In this paper, we introduce an efficient and money-saving automatic parallel strategies search framework on heterogeneous GPUs: Astra. First, Astra searches for the efficiency-optimal parallel strategy in both GPU configurations search space (GPU types and GPU numbers) and parallel parameters search space. Then, Astra also provides the solution on heterogeneous GPUs by mathematically modeling the time consumption of heterogeneous training. At last, Astra is the first to propose the automatic parallel strategy search on money-saving. The experiment results demonstrate that Astra can achieve better throughput than expert-designed strategies. The search time cost for Astra can also be limited to 1.27 seconds in a single-GPU setting and less than 1.35 minutes in a heterogeneous-GPU setting on average with an accuracy of over 95%.

Figures (11)

• Figure 1: Different parallel methods have been proposed: b) tensor parallelism, c) data parallelism, d) pipeline parallelism, etc. Furthermore, a new parallelism paradigm, hybrid parallelism, has been primarily applied in real-world applications that combines current parallelism methods.

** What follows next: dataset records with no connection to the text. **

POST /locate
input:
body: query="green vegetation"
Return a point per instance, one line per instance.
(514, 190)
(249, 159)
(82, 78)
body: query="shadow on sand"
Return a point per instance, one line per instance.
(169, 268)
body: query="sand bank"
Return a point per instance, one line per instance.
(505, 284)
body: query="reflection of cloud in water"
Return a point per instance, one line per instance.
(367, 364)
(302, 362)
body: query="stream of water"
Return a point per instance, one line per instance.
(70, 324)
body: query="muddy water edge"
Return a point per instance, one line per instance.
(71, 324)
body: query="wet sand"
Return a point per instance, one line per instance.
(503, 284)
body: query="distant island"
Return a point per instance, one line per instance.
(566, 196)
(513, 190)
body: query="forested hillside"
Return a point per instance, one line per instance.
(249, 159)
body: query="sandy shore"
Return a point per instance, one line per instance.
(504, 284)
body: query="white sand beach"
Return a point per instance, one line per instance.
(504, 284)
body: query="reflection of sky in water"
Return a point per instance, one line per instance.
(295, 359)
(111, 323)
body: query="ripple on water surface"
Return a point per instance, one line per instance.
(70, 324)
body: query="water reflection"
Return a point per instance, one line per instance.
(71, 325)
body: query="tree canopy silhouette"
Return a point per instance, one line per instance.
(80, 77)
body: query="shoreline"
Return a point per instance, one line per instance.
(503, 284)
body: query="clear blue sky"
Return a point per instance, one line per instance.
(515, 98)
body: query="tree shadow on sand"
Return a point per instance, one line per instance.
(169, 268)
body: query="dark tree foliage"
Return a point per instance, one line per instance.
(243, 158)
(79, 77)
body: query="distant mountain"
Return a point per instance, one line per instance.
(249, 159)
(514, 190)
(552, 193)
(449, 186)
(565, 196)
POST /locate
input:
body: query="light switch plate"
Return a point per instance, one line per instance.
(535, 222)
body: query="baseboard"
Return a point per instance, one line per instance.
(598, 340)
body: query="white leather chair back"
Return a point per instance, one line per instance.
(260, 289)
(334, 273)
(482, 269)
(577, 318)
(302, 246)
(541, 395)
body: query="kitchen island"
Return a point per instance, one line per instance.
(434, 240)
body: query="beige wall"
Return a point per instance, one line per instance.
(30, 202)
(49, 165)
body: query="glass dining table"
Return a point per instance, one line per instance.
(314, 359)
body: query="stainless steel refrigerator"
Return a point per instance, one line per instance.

• Figure 2: Astra works as follows: 1) Input Preprocess: Astra extracts MegatronLM's parameter set as its parameter search space, parses the model architecture, and generates diverse GPU configurations based on GPU type, model, and quantity. 2) Parallel Strategy Search: Using GPU configurations, parameter set, and model architecture, Astra creates parallel strategies. User-defined rules and memory constraints filter these strategies. Next, the memory-based filter computes per-stage's allocated GPU's memory. The strategy is filtered if the memory is out of the upper boundary. 3) Cost Simulation: The simulator calculates communication and computation costs using an XGBoost model to estimate each operator's time, determining the total time for each strategy. 4) Money Calculation: It computes the monetary cost of each strategy based on time and GPU configurations.
• Figure 3: The time cost of each pipeline stage is different, and the bubble time is also different, so the total duration cannot be converted by the duration of a pipeline stage and the bubble time.
• Figure 4: Astra' cost model is based on the XGBoost model. Each computation and communication operator's latency cost is calculated based on XGBoost's prediction on efficiency and theoretical computing power and communication bandwidth.
• Figure 5: We compare Astra's searched optimal plan's throughput with expert's proposed plan's throughput in single-GPU setting.